On dit que je suis le fils d’une nymphe. Dymas, un berger, me trouva nouveau-né à l’entrée d’une grotte dédiée à Pan. Il me porta à sa femme qui venait de perdre un enfant âgé de quelques mois. Elle me nourrit de son lait, et je grandis sous ce toit rustique. Dès que je fus assez fort pour conduire un troupeau, le berger me confia le sien. Pendant plusieurs années je m’acquittai de ce soin sans ennui. La partie de l’île que nous habitions était une vallée presque entièrement entourée de montagnes ; c’est à peine si je m’étais élevé jusqu’à leur sommet, et je n’avais jamais franchi cette muraille naturelle. Ma vallée natale était pour moi tout un monde, un monde étroit mais doux. De gras pâturages s’étendaient sur les flancs de ces collines, dont les cîmes se couronnaient d’épaisses forêts. Au pied des coteaux, de bonnes terres de labour se couvraient chaque été de moissons. Une centaine de cabanes, tantôt isolées, tantôt serrées l’une contre l’autre, comme pour se prêter secours, donnaient de paisibles abris aux habitants de la vallée. La vie était heureuse dans ce coin de terre.

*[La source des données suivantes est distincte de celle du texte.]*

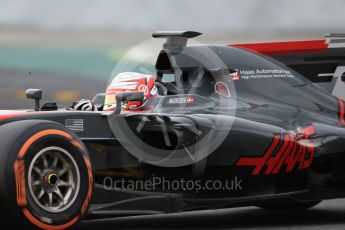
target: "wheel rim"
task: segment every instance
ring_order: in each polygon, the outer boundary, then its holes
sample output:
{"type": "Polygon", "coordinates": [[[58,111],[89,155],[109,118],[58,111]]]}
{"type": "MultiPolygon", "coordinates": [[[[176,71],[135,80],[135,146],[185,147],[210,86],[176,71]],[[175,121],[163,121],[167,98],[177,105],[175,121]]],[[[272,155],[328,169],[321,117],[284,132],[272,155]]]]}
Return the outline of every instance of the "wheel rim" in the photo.
{"type": "Polygon", "coordinates": [[[34,202],[48,212],[63,212],[76,200],[80,173],[72,155],[59,147],[36,154],[28,171],[28,187],[34,202]]]}

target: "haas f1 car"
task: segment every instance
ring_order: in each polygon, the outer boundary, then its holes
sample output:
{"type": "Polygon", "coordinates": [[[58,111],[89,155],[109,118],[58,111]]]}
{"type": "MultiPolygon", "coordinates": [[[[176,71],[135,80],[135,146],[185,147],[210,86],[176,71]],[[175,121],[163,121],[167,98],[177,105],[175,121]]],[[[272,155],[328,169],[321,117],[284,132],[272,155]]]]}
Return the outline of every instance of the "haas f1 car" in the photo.
{"type": "Polygon", "coordinates": [[[155,77],[120,74],[95,110],[40,106],[29,89],[34,109],[1,111],[3,220],[67,229],[345,197],[345,35],[187,45],[198,35],[154,33],[166,39],[155,77]]]}

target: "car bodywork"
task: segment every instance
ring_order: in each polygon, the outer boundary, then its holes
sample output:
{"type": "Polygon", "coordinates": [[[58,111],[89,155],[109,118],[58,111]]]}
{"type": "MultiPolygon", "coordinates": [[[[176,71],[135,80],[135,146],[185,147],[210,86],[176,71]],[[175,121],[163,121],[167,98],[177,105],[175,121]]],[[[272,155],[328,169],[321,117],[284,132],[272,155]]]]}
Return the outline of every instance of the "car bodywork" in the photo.
{"type": "Polygon", "coordinates": [[[150,111],[2,111],[0,125],[50,120],[75,132],[95,173],[90,218],[345,197],[345,105],[342,92],[335,93],[344,84],[342,37],[187,46],[196,35],[155,34],[168,38],[158,55],[156,81],[165,84],[165,74],[175,80],[173,86],[166,83],[167,95],[152,99],[150,111]],[[209,61],[214,56],[220,62],[209,61]],[[188,88],[186,78],[200,73],[206,86],[188,88]],[[213,97],[218,82],[230,82],[225,99],[213,97]],[[117,132],[123,123],[130,134],[117,132]],[[143,143],[161,154],[139,159],[131,147],[140,149],[143,143]],[[210,151],[206,157],[198,155],[202,149],[210,151]],[[183,164],[169,163],[166,154],[176,150],[183,164]],[[110,190],[106,178],[235,181],[240,188],[167,189],[158,184],[150,191],[110,190]]]}

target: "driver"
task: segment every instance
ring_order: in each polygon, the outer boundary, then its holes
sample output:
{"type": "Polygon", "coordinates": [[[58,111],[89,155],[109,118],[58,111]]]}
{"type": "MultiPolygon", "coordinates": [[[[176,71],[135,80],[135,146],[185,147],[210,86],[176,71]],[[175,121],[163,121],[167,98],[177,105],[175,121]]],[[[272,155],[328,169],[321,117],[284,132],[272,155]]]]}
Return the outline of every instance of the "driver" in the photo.
{"type": "Polygon", "coordinates": [[[115,110],[115,96],[117,93],[137,91],[144,93],[144,100],[122,104],[123,111],[143,111],[147,109],[145,105],[149,99],[157,95],[157,87],[155,86],[155,78],[152,75],[136,72],[118,74],[107,88],[103,111],[115,110]]]}

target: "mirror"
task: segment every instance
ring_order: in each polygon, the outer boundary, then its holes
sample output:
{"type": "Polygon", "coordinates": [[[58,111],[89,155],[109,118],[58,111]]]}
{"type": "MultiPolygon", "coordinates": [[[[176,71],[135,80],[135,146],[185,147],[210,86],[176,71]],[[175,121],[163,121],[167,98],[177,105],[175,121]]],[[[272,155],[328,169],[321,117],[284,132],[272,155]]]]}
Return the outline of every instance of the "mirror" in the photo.
{"type": "Polygon", "coordinates": [[[41,89],[27,89],[26,97],[29,99],[41,100],[42,90],[41,89]]]}
{"type": "Polygon", "coordinates": [[[129,102],[129,101],[142,101],[144,99],[143,92],[124,92],[124,93],[117,93],[116,94],[116,109],[114,113],[119,114],[121,113],[121,102],[129,102]]]}
{"type": "Polygon", "coordinates": [[[27,89],[26,97],[28,99],[35,100],[35,111],[40,110],[40,100],[42,99],[42,90],[41,89],[27,89]]]}

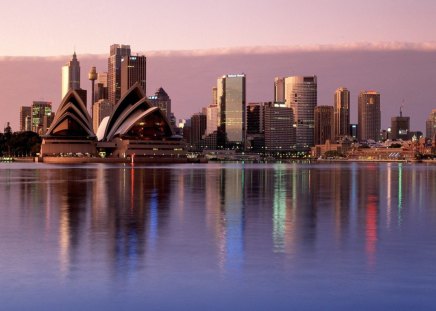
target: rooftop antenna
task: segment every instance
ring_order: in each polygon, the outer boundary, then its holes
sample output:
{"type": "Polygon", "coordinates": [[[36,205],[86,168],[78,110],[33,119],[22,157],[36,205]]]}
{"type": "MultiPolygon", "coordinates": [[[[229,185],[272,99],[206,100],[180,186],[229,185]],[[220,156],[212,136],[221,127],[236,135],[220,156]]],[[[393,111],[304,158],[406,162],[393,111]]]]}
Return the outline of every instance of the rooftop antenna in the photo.
{"type": "Polygon", "coordinates": [[[402,101],[401,106],[400,106],[400,117],[403,116],[403,107],[404,107],[404,98],[403,98],[403,101],[402,101]]]}

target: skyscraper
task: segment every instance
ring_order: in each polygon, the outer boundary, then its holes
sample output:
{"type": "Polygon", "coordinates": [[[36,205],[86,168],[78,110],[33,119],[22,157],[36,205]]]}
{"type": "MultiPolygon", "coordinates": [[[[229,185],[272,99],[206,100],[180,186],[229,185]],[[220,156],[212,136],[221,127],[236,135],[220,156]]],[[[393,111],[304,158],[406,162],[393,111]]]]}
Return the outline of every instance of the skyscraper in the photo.
{"type": "Polygon", "coordinates": [[[112,44],[108,58],[108,98],[115,105],[121,98],[121,59],[130,56],[130,45],[112,44]]]}
{"type": "Polygon", "coordinates": [[[294,149],[294,116],[292,109],[280,103],[265,104],[265,150],[290,151],[294,149]]]}
{"type": "Polygon", "coordinates": [[[350,135],[350,91],[344,87],[336,90],[334,96],[334,136],[339,139],[350,135]]]}
{"type": "Polygon", "coordinates": [[[218,123],[226,147],[244,149],[245,74],[225,75],[217,80],[218,123]]]}
{"type": "Polygon", "coordinates": [[[32,107],[21,106],[20,107],[20,131],[32,130],[32,107]]]}
{"type": "Polygon", "coordinates": [[[358,140],[378,141],[381,129],[380,93],[375,91],[360,92],[357,120],[358,140]]]}
{"type": "Polygon", "coordinates": [[[92,108],[92,128],[94,133],[97,133],[98,127],[100,126],[101,121],[111,115],[113,106],[107,99],[99,99],[95,102],[94,107],[92,108]]]}
{"type": "Polygon", "coordinates": [[[274,78],[274,102],[285,102],[285,78],[274,78]]]}
{"type": "Polygon", "coordinates": [[[334,136],[333,106],[315,107],[315,145],[323,145],[334,136]]]}
{"type": "Polygon", "coordinates": [[[107,72],[97,74],[97,87],[95,89],[95,100],[108,99],[107,72]]]}
{"type": "Polygon", "coordinates": [[[72,60],[62,66],[62,98],[70,89],[80,89],[80,63],[77,60],[76,52],[74,52],[72,60]]]}
{"type": "Polygon", "coordinates": [[[168,120],[171,118],[171,98],[165,92],[165,90],[160,87],[152,96],[149,96],[148,99],[150,100],[151,104],[153,106],[159,107],[160,110],[167,116],[168,120]]]}
{"type": "Polygon", "coordinates": [[[200,142],[206,132],[206,116],[203,113],[195,113],[191,117],[190,144],[194,150],[201,149],[200,142]]]}
{"type": "Polygon", "coordinates": [[[433,109],[425,122],[425,136],[433,139],[436,134],[436,109],[433,109]]]}
{"type": "Polygon", "coordinates": [[[53,121],[51,102],[34,101],[32,104],[32,131],[44,135],[53,121]]]}
{"type": "Polygon", "coordinates": [[[121,96],[139,82],[146,93],[147,58],[145,56],[124,56],[121,58],[121,96]]]}
{"type": "Polygon", "coordinates": [[[317,105],[316,76],[285,78],[285,104],[292,108],[297,150],[313,146],[314,112],[317,105]]]}
{"type": "Polygon", "coordinates": [[[391,118],[391,135],[392,139],[409,139],[410,117],[403,117],[403,111],[400,108],[400,115],[391,118]]]}

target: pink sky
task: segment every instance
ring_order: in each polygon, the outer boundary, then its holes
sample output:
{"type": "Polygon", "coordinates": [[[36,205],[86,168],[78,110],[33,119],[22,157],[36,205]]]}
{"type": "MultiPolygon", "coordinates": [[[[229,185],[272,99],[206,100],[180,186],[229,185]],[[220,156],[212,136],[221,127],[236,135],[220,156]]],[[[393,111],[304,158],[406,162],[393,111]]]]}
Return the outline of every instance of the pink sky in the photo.
{"type": "Polygon", "coordinates": [[[383,127],[404,100],[423,130],[436,106],[434,16],[434,0],[3,1],[0,130],[18,129],[19,107],[33,100],[57,107],[74,50],[89,88],[89,67],[105,71],[113,43],[145,53],[148,93],[163,86],[178,118],[208,105],[223,74],[247,74],[248,101],[271,100],[275,76],[317,74],[319,105],[346,86],[355,121],[357,93],[375,89],[383,127]]]}
{"type": "MultiPolygon", "coordinates": [[[[123,42],[125,43],[125,42],[123,42]]],[[[136,51],[135,46],[132,46],[136,51]]],[[[404,100],[404,114],[412,130],[424,130],[425,120],[436,108],[436,45],[353,47],[252,48],[146,53],[147,93],[162,86],[172,99],[177,118],[190,117],[211,103],[211,89],[219,76],[247,75],[247,102],[271,101],[275,76],[318,76],[318,104],[332,105],[339,86],[351,91],[351,120],[357,121],[360,90],[381,93],[382,127],[390,126],[404,100]]],[[[61,66],[71,56],[0,58],[0,124],[10,121],[18,129],[19,107],[33,100],[60,103],[61,66]]],[[[90,89],[91,66],[106,70],[107,54],[80,55],[82,87],[90,89]]]]}

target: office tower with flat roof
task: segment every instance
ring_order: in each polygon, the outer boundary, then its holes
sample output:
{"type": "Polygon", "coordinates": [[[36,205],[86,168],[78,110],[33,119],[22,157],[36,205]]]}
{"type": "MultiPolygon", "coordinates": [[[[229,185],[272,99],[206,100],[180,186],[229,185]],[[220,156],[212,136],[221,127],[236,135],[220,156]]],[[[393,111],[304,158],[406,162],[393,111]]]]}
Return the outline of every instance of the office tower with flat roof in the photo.
{"type": "Polygon", "coordinates": [[[171,98],[162,87],[157,89],[154,95],[149,96],[148,99],[153,106],[159,107],[162,110],[168,120],[171,119],[171,98]]]}
{"type": "Polygon", "coordinates": [[[425,122],[425,136],[433,139],[436,135],[436,109],[433,109],[425,122]]]}
{"type": "Polygon", "coordinates": [[[350,135],[350,91],[340,87],[334,95],[334,136],[340,139],[350,135]]]}
{"type": "Polygon", "coordinates": [[[130,45],[112,44],[108,58],[108,99],[115,105],[121,98],[121,59],[130,56],[130,45]]]}
{"type": "Polygon", "coordinates": [[[293,76],[285,78],[285,105],[292,108],[297,150],[309,150],[314,142],[317,77],[293,76]]]}
{"type": "Polygon", "coordinates": [[[265,103],[265,151],[288,152],[295,147],[294,115],[283,103],[265,103]]]}
{"type": "Polygon", "coordinates": [[[193,150],[200,150],[201,140],[206,132],[206,116],[203,113],[195,113],[191,116],[190,146],[193,150]]]}
{"type": "Polygon", "coordinates": [[[333,106],[315,107],[315,145],[324,145],[334,137],[333,106]]]}
{"type": "Polygon", "coordinates": [[[378,141],[381,129],[380,93],[361,91],[357,105],[358,140],[378,141]]]}
{"type": "Polygon", "coordinates": [[[247,104],[246,149],[263,151],[265,147],[265,105],[267,103],[247,104]]]}
{"type": "Polygon", "coordinates": [[[225,147],[244,149],[245,74],[225,75],[217,80],[218,123],[225,147]]]}
{"type": "Polygon", "coordinates": [[[402,107],[400,115],[391,118],[391,138],[408,140],[410,134],[410,117],[404,117],[402,107]]]}
{"type": "Polygon", "coordinates": [[[20,131],[32,130],[32,107],[21,106],[20,107],[20,131]]]}
{"type": "Polygon", "coordinates": [[[133,84],[139,82],[146,94],[147,58],[145,56],[124,56],[121,58],[121,96],[133,84]]]}
{"type": "Polygon", "coordinates": [[[44,135],[53,121],[51,102],[34,101],[32,104],[32,131],[44,135]]]}
{"type": "Polygon", "coordinates": [[[71,89],[80,89],[80,63],[76,52],[71,61],[62,66],[62,99],[71,89]]]}
{"type": "Polygon", "coordinates": [[[350,136],[353,140],[357,140],[358,127],[357,124],[350,124],[350,136]]]}
{"type": "Polygon", "coordinates": [[[274,78],[274,102],[285,102],[285,78],[274,78]]]}

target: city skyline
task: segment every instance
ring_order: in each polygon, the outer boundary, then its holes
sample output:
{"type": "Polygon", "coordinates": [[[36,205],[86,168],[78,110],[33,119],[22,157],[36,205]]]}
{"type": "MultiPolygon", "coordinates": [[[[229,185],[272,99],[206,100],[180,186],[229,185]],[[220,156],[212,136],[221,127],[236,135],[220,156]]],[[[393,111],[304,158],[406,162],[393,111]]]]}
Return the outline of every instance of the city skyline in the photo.
{"type": "MultiPolygon", "coordinates": [[[[195,53],[147,53],[150,60],[147,74],[149,92],[163,86],[172,97],[173,111],[180,119],[210,104],[210,88],[221,74],[246,73],[247,102],[259,102],[272,100],[274,77],[310,73],[316,74],[320,80],[318,105],[333,105],[332,94],[339,86],[350,90],[351,123],[357,121],[357,95],[364,89],[375,89],[383,96],[382,128],[390,126],[391,117],[396,116],[403,105],[403,113],[411,117],[411,130],[424,132],[426,115],[434,108],[436,92],[433,85],[436,79],[428,64],[436,61],[436,53],[424,47],[414,51],[391,49],[388,52],[349,49],[335,53],[331,50],[298,52],[289,49],[287,52],[268,53],[267,49],[261,49],[254,54],[247,54],[238,51],[227,54],[205,51],[200,56],[195,53]],[[244,58],[242,63],[241,58],[244,58]],[[256,61],[268,62],[269,66],[255,66],[256,61]],[[356,74],[355,71],[362,67],[364,71],[356,74]],[[174,70],[177,70],[178,76],[172,75],[174,70]],[[419,75],[411,74],[413,72],[419,75]],[[189,88],[194,85],[196,91],[192,92],[189,88]]],[[[105,71],[107,54],[78,57],[83,68],[81,80],[85,81],[82,87],[88,89],[89,97],[91,84],[86,76],[88,68],[97,66],[98,72],[105,71]]],[[[3,69],[0,71],[0,81],[8,85],[3,93],[4,100],[0,101],[0,108],[5,111],[0,116],[1,124],[10,121],[13,130],[17,130],[19,106],[29,105],[34,100],[50,100],[56,109],[60,102],[57,100],[61,84],[60,68],[70,58],[0,58],[3,69]],[[32,70],[23,72],[24,68],[32,70]],[[23,85],[26,86],[26,92],[16,92],[23,85]],[[15,102],[17,104],[11,108],[9,103],[15,102]]]]}

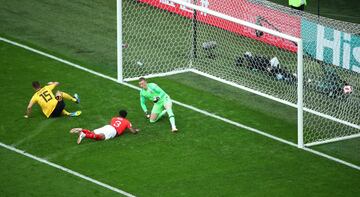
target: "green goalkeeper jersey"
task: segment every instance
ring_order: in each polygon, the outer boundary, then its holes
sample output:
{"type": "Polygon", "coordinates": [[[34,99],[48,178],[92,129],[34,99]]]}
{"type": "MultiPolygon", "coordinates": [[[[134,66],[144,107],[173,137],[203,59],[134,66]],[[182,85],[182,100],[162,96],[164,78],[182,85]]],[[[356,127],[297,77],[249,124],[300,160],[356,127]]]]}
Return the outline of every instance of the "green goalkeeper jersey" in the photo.
{"type": "Polygon", "coordinates": [[[156,97],[160,97],[160,100],[157,103],[162,103],[164,98],[167,96],[166,92],[162,90],[158,85],[155,83],[148,83],[147,89],[140,90],[140,105],[144,112],[147,111],[146,107],[146,99],[150,101],[154,101],[156,97]]]}

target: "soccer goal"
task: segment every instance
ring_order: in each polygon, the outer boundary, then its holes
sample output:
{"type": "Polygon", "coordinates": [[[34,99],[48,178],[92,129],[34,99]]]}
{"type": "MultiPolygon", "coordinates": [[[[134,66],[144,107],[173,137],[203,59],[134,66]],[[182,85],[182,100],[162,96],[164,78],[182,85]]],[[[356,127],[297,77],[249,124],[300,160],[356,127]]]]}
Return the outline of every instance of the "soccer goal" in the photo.
{"type": "Polygon", "coordinates": [[[117,13],[119,81],[195,73],[296,108],[298,147],[360,137],[359,74],[303,53],[301,14],[256,0],[117,0],[117,13]]]}

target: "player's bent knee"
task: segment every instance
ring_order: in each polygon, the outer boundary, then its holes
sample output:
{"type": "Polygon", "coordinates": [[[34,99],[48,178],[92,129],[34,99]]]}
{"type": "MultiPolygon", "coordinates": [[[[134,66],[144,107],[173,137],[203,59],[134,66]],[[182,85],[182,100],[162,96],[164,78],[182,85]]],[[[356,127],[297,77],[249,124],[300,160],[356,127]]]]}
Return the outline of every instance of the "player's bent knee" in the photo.
{"type": "Polygon", "coordinates": [[[171,103],[165,104],[164,107],[165,107],[166,110],[169,110],[169,109],[172,108],[172,104],[171,103]]]}
{"type": "Polygon", "coordinates": [[[60,92],[59,90],[56,91],[55,98],[56,98],[56,100],[61,101],[62,100],[62,92],[60,92]]]}
{"type": "Polygon", "coordinates": [[[104,134],[100,134],[99,140],[105,140],[105,135],[104,135],[104,134]]]}
{"type": "Polygon", "coordinates": [[[151,113],[149,120],[150,120],[151,123],[156,122],[157,114],[151,113]]]}

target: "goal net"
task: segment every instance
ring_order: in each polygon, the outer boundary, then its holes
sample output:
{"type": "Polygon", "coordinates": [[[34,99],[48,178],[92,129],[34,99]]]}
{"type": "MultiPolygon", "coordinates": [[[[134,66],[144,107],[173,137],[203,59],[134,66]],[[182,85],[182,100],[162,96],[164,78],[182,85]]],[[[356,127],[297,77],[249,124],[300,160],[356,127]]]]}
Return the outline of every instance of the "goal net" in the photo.
{"type": "Polygon", "coordinates": [[[299,146],[359,136],[356,66],[344,69],[312,54],[312,25],[323,18],[257,0],[122,6],[125,81],[193,72],[298,108],[299,146]]]}
{"type": "Polygon", "coordinates": [[[189,67],[192,21],[164,10],[167,1],[124,0],[123,78],[161,76],[189,67]],[[162,7],[164,6],[164,7],[162,7]]]}

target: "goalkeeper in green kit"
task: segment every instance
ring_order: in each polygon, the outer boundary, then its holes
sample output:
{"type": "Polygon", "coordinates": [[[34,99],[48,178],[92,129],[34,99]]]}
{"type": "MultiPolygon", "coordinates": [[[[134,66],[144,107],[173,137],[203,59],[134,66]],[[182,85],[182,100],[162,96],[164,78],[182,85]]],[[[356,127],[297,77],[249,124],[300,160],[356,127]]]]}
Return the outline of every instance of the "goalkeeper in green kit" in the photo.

J’avais dix-huit ans. On m’appelait Dioclès. Le berger qui me servait de père avait une fille nommée Leucé, de deux ou trois ans pins jeune que moi. Une longue habitude me la faisait aimer comme une sœur, mais je crois qu’avec l’âge il se mêlait à ma tendresse un sentiment plus vif. Jusque-là sa présence m’avait toujours causé un plaisir tranquille, et mille fois nous avions sans inquiétude couru et joué dans la prairie, tandis que nos brebis se gorgeaient d’herbe fraîche. Maintenant j’étais ému quand nos courses après nos bêtes nous attiraient jusqu’à la lisière de la forêt, et je craignais de me trouver seul avec elle. Cette crainte étrange me surprenait, mais je n’essayais point de la chasser, car je trouvais du plaisir au trouble qu’elle me donnait. Quelque chose de vague et d’inconnu pénétrait mon âme. Je ne devinais pas quel était ce sentiment amer et doux, qui me remplissait d’une angoisse délicieuse. On m’a dit depuis que les hommes l’appellent l’amour.

Soit que Leucé devinât mon trouble, soit qu’elle le partageât, elle aussi évita dès lors de se trouver seule avec moi. Toujours elle avait à ses côtés une enfant de sept à huit ans, fille d’une de nos voisines. Cette enfant s’appelait Daphné. On ne saurait rien imaginer de plus gracieux que sa figure délicate. Leucé, beaucoup plus grande, comme il convenait à son âge, était d’une beauté plus agreste. On l’eût prise pour une des nymphes compagnes d’Artémis. J’aimais à les voir ensemble. Mes yeux allaient de l’une à l’autre, trouvant un charme égal à leur beauté diverse ; mais le charme avec Leucé avait une Puissance impétueuse, et mon âme s’éveillait aux ardents désirs.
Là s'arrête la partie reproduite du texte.